Wednesday November 19th  - I have mixed in the last 50 pound bag of salt and so far they are responding to the tried and true treatment that I should have done from the beginning.  Now I just keep my fingers crossed that these three survive the 21 days that they must remain in this salty environment.  I don't hold a lot of faith in dumping chemicals into a pond and am broken- hearted at the great loss of so many cherished members of our koi family.

15 comments:

  1. Really sorry to hear about the loss of your fish. We used to use rock salt in the Japanese Garden pond at Compton Acres Gardens, very effective. Good luck with the rest of the underwater family.

    ReplyDelete
    Replies
    1. Thanks Gary, yes we shall miss them terribly. The grandchildren loved to lie on the bridge and drop pellets of feed down into their open mouths.

      Delete
  2. Oh Doc I'm so sorry for you, I truly hope you can save the remaining fish.

    ReplyDelete
    Replies
    1. Thanks Joanne, they are not out of the woods yet but are responding well and I actually found a fourth fish that I don’t see often because of its dark color.

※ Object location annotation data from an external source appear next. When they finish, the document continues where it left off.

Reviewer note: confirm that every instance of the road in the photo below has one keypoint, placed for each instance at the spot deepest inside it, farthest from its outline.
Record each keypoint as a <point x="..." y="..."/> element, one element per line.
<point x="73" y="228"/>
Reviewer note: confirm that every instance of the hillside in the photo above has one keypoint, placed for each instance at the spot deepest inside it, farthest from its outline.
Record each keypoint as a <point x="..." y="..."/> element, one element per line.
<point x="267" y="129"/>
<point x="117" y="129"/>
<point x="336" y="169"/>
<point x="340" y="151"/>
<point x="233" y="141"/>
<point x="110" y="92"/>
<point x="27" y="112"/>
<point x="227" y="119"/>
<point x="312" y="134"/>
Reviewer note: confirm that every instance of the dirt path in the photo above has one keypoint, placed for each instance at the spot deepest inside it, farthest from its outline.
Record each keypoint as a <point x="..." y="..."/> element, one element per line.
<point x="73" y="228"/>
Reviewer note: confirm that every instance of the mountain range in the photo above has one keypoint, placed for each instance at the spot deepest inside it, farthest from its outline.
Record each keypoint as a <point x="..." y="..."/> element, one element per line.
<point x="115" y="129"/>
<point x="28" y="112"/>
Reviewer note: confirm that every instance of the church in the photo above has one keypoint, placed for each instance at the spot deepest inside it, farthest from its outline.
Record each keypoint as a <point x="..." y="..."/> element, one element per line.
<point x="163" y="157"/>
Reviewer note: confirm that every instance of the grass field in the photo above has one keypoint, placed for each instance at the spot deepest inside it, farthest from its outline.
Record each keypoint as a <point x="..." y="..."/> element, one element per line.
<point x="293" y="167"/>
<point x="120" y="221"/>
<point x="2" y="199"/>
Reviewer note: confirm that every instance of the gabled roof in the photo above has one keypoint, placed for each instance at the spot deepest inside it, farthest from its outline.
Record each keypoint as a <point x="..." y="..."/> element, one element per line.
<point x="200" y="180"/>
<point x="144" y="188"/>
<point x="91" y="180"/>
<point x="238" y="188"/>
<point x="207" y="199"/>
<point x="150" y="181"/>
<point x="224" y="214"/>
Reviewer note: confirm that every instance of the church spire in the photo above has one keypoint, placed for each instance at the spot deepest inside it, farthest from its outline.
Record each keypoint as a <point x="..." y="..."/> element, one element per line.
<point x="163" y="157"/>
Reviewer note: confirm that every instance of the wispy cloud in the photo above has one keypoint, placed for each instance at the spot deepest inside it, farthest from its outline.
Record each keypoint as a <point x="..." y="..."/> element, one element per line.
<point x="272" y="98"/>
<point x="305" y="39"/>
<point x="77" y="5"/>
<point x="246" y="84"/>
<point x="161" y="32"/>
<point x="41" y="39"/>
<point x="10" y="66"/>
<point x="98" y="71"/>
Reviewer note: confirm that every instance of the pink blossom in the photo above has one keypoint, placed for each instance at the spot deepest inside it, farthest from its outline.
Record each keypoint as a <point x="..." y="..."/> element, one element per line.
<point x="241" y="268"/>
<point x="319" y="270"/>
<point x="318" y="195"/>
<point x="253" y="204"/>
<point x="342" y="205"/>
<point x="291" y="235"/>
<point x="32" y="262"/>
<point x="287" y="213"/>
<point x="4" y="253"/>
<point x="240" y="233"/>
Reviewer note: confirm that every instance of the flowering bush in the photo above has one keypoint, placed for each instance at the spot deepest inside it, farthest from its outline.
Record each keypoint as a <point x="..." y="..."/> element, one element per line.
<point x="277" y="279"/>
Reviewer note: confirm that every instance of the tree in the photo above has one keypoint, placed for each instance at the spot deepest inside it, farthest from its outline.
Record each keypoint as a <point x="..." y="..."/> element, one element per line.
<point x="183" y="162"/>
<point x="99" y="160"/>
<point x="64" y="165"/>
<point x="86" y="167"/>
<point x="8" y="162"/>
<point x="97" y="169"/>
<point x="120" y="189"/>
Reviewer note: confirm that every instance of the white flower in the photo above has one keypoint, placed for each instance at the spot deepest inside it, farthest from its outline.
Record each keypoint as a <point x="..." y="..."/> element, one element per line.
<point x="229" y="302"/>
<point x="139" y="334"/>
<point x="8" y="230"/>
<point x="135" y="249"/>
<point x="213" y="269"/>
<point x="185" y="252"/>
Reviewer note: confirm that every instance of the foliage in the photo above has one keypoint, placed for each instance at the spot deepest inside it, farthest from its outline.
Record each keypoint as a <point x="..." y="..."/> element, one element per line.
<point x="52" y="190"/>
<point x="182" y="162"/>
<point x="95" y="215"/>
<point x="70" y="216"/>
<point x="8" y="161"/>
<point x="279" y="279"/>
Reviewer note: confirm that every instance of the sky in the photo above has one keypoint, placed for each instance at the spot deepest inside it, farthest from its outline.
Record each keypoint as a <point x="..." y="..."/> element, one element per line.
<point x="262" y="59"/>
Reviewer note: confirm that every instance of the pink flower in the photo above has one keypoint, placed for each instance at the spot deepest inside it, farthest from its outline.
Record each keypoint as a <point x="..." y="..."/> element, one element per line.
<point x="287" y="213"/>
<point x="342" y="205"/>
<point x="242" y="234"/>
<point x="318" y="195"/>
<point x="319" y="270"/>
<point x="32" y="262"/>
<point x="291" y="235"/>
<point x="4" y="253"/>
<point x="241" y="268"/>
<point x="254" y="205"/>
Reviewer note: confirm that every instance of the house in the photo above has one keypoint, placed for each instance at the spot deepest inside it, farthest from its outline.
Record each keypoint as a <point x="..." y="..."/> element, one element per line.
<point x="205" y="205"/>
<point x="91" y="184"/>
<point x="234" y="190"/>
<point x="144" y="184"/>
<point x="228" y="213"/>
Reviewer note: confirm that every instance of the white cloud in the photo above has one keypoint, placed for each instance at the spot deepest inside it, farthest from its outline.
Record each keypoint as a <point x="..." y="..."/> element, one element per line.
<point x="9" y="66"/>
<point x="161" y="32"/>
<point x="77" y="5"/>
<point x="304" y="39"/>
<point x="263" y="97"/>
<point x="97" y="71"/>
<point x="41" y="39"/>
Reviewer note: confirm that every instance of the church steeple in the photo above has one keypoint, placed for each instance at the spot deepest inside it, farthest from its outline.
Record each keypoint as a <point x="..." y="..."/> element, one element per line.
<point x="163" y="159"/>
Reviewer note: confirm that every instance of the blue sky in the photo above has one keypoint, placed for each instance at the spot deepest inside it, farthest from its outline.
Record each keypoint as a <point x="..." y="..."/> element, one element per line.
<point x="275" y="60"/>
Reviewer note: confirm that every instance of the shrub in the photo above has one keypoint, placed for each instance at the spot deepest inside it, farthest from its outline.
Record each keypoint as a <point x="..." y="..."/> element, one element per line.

It is not a koi but a European carp species known as a tench.

      Delete
  3. So sorry to hear of this tragic loss Ron....I hope the remaining three can pull through! I'll ask Theresa to start saying her special prayer....love you big brother!
    Don

    ReplyDelete
    Replies
    1. Thanks little brother, I guess the boys won’t have to worry about inheriting nine koi the three remaining should be easier for them to handle.

      Delete
  4. I had no idea koi attained such age. I just looked and see they live twenty or thirty years and one is recorded as over two hundred. I am sorry for your loss and for their suffering.

    ReplyDelete
    Replies
    1. Yes they live frequently to 75 years in a well maintained pond. There is some speculation that with the early freeze the bacteria levels in my two filtering systems was destroyed and what I thought was hibernating koi was in reality very ill koi. We will miss them all very much.

      Delete
  5. Very sad. I had ordinary Goldfish for a while, then they all died. I filled-in their pond, and made it into an alpine garden.

    ReplyDelete
    Replies
    1. An alpine garden is easier to maintain

      Delete
  6. I am really sorry to hear this, Doc. Pet store people who don't know what they are talking about should not insist you try something new.

    Very glad to hear that three of them survived. *hugs* ♥

    ReplyDelete
    Replies
    1. Well actually as of last night we lost the smaller silver one that was a rescue, so we are down to Ariel and Athena and they are up swimming at the surface looking for food....a very good sign.

      Delete
  7. So sorry for your loss Doc, I know how much you love your koi

    ReplyDelete
    Replies
    1. Thanks dad, yep that is one loss I don't care to experience again.

      Delete
  8. This makes me sad :( Sorry for the loss.